What Does Lichen Planus in the Eye Look Like?

Lichen planus (LP) is a chronic inflammatory disorder that typically affects the skin and mucous membranes, characterized by an abnormal immune response where T-cells mistakenly attack the body’s own epithelial cells. When this condition involves the eye, it is termed Ocular Lichen Planus (OLP), a rare but potentially serious complication. OLP is a type of cicatrizing conjunctivitis, meaning it causes scarring, and it requires specialized medical attention to prevent permanent damage to the ocular surface.

How Lichen Planus Affects the Eye

Ocular Lichen Planus develops when the body’s immune system targets the basal layer of the conjunctival epithelium, the clear membrane covering the white part of the eye and the inner surface of the eyelids. This T-cell mediated autoimmune inflammation leads to a chronic, progressive process of damage and subsequent scarring. The disease is classified as a cicatrizing conjunctivitis, causing fibrosis beneath the outer layer of the conjunctiva.

This subepithelial fibrosis causes the tissue to shrink and pull on surrounding structures, which is the mechanism behind the physical changes observed in the eye. The inflammation can also affect tear-producing goblet cells and the lacrimal drainage system, leading to severe dysfunction of the ocular surface. While OLP is often seen in conjunction with lichen planus elsewhere in the body, such as the mouth or skin, it can rarely occur in isolation, making diagnosis more challenging.

The Distinct Physical Appearance of OLP

The physical appearance of OLP is marked by signs of chronic inflammation and progressive scarring, primarily affecting the conjunctiva. In early stages, the inflammation may cause conjunctival hyperemia, which is a generalized redness on the white of the eye and inner eyelid. A specific sign is the appearance of white, streaky, or lacy patches on the tarsal conjunctiva, often described as reticular striae.

As the disease progresses, the most damaging physical changes occur due to the underlying fibrosis and shrinkage of tissue. The conjunctival fornices—the deep folds where the eyelid meets the eyeball—begin to shorten and flatten, a condition known as fornix shortening. This loss of depth restricts eye movement and impairs the eye’s ability to hold a sufficient tear film.

The most severe scarring manifestation is the formation of symblepharon, which are adhesions that form between the inner surface of the eyelid and the eyeball itself. These bands of tissue tether the eyelid and restrict the movement of the eye and eyelid, resulting in a distorted ocular surface. The chronic irritation and dryness can also lead to secondary changes on the cornea, such as irregular surface epithelium and subepithelial haze, which can impair vision.

Common Associated Symptoms

Patients with OLP often experience significant discomfort due to the chronic inflammation and surface damage. A persistent sensation of a foreign body or grittiness is common, alongside chronic irritation and a burning feeling. These symptoms reflect the ongoing inflammatory process and the resulting severe dry eye.
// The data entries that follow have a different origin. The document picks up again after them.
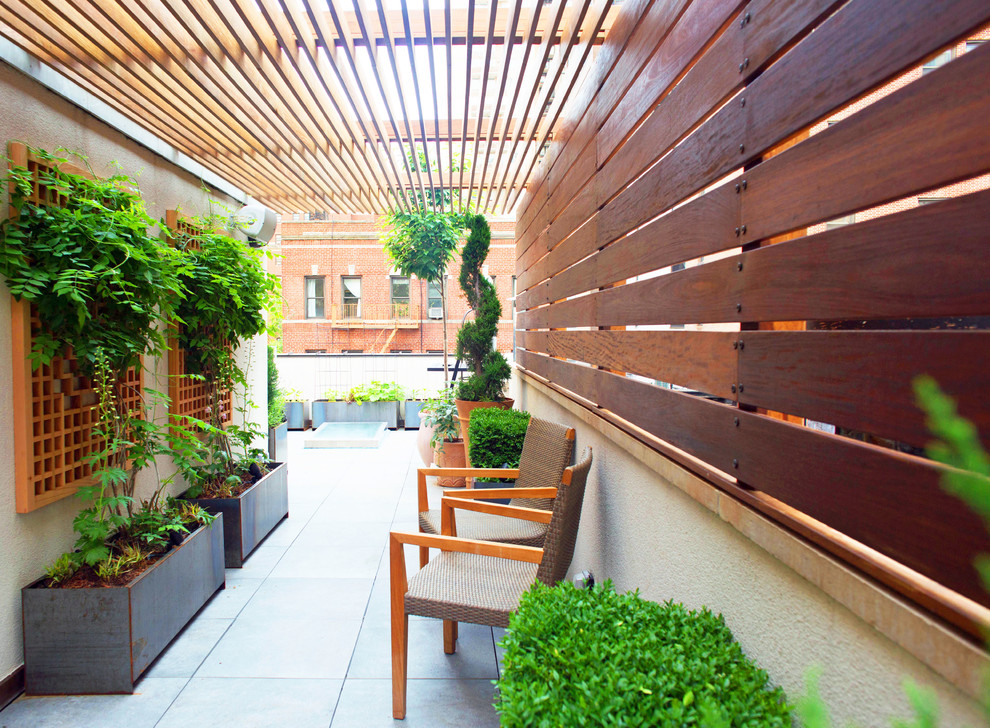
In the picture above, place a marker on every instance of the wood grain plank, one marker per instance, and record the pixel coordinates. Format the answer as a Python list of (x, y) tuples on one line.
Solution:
[(889, 501), (925, 262), (861, 380), (704, 361)]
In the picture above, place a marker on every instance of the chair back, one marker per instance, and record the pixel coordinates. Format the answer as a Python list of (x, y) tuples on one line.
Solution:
[(546, 452), (558, 549)]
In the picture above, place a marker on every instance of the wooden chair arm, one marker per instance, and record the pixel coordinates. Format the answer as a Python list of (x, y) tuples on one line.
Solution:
[(448, 525), (475, 493), (506, 473)]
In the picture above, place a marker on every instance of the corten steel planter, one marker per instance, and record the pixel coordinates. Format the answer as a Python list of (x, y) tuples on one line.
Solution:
[(278, 442), (252, 515), (295, 415), (327, 411), (100, 640)]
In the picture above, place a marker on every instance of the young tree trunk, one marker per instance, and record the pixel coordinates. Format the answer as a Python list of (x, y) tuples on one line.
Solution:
[(443, 306)]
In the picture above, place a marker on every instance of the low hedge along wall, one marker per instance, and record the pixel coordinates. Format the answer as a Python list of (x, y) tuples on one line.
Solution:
[(496, 437), (596, 658)]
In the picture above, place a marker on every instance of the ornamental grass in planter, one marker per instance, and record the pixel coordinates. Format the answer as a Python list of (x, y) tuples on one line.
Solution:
[(597, 658), (227, 289), (103, 289)]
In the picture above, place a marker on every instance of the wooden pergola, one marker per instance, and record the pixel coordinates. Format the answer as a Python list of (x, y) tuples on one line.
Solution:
[(339, 106)]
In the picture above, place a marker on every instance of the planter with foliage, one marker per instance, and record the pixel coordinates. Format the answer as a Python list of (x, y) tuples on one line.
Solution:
[(439, 414), (295, 410), (227, 289), (100, 639), (103, 290), (585, 657), (374, 402), (496, 439), (250, 515)]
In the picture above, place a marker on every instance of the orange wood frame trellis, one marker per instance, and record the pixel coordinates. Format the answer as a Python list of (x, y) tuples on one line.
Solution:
[(54, 406), (188, 397)]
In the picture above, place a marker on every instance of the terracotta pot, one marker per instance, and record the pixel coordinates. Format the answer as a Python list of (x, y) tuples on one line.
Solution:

Severe dryness is a hallmark symptom, resulting from damage to the tear-producing structures and the destruction of goblet cells within the conjunctiva. Patients may also develop photophobia, which is an uncomfortable sensitivity to light, linked to the inflammation and damage to the corneal surface. These symptoms tend to worsen over time without treatment, leading to a significant impact on daily life and visual function.
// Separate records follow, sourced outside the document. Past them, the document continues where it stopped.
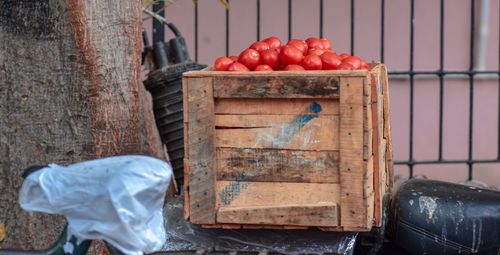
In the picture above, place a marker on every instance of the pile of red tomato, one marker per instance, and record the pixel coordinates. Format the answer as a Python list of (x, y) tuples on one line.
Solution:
[(270, 55)]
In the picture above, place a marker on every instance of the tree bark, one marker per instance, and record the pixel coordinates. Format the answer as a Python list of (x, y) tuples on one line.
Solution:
[(70, 90)]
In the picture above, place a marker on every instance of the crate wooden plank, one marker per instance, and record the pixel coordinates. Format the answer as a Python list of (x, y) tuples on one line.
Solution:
[(275, 106), (241, 194), (270, 165), (303, 86), (319, 133), (352, 205), (387, 125), (201, 153), (208, 72), (265, 121), (323, 214)]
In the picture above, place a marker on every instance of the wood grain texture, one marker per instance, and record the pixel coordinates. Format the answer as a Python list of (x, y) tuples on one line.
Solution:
[(241, 194), (274, 106), (275, 86), (69, 91), (201, 150), (268, 165), (208, 72), (322, 214), (353, 209), (318, 133)]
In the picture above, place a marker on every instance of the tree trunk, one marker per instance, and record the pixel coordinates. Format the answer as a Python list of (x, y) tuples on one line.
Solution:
[(70, 90)]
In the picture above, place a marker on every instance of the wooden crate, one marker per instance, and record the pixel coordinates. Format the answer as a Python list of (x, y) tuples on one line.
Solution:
[(287, 149)]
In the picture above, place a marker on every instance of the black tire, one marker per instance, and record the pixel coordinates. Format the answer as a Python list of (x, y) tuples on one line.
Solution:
[(165, 85)]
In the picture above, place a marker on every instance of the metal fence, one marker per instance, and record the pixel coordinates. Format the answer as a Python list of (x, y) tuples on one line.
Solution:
[(441, 74)]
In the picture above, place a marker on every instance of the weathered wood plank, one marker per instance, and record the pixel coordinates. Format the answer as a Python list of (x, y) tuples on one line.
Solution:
[(275, 106), (201, 152), (302, 133), (268, 165), (353, 210), (323, 214), (276, 87), (241, 194), (208, 72)]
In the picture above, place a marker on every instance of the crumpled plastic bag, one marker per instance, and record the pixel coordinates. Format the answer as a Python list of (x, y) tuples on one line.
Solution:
[(116, 199)]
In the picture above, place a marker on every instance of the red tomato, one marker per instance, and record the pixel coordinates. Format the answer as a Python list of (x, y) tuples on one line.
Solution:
[(237, 67), (293, 67), (346, 66), (343, 55), (326, 43), (273, 42), (299, 44), (312, 62), (270, 57), (290, 55), (222, 63), (234, 58), (259, 46), (315, 51), (353, 60), (263, 68), (314, 43), (330, 61), (250, 58)]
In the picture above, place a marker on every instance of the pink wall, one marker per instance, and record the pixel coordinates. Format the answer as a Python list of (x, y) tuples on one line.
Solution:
[(305, 22)]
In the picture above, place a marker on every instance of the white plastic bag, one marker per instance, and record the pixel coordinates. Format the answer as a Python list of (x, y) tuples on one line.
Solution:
[(117, 199)]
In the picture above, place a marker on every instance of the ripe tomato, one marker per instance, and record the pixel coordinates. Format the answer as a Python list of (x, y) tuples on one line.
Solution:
[(346, 66), (290, 55), (222, 63), (259, 46), (234, 58), (250, 58), (330, 61), (343, 55), (237, 67), (293, 67), (315, 51), (263, 68), (299, 44), (313, 42), (269, 57), (353, 60), (312, 62), (326, 43), (273, 42)]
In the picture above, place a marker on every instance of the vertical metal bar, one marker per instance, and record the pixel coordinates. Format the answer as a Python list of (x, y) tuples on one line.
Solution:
[(158, 29), (321, 18), (258, 20), (441, 79), (196, 32), (227, 31), (412, 31), (382, 31), (471, 79), (289, 19), (352, 27)]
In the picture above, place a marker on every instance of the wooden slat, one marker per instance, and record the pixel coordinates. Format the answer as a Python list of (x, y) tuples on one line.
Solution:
[(207, 72), (242, 194), (352, 206), (275, 106), (201, 153), (376, 147), (268, 165), (276, 87), (265, 121), (324, 214), (319, 133)]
Managing OLP and Preventing Vision Loss

The primary goal of managing OLP is to suppress the underlying autoimmune inflammation, thereby halting the progression of scarring and preventing irreversible vision loss. Early diagnosis, often requiring a biopsy to distinguish it from other cicatrizing conditions, is paramount for a better outcome. Treatment is typically a long-term commitment and requires close collaboration between an ophthalmologist and a dermatologist.

Initial management often involves topical therapies, such as high-dose corticosteroid eye drops or topical immunosuppressive agents like cyclosporine, to control acute flare-ups and reduce surface inflammation. When the disease is more aggressive or fails to respond to localized treatments, systemic immunosuppressive medications are introduced. These systemic agents may include drugs like Dapsone or Methotrexate, which work to reduce the overactive immune response throughout the body.

Lubricating eye drops and artificial tears are used continuously to manage the severe dry eye component and protect the ocular surface from friction damage. For advanced cases where severe scarring has already caused symblepharon or significant fornix shortening, surgical interventions may be considered. These procedures, which can include lysis (cutting) of symblepharon or stem cell transplants for severe corneal damage, are generally reserved as a last resort and are aimed at restoring the structural integrity of the eye.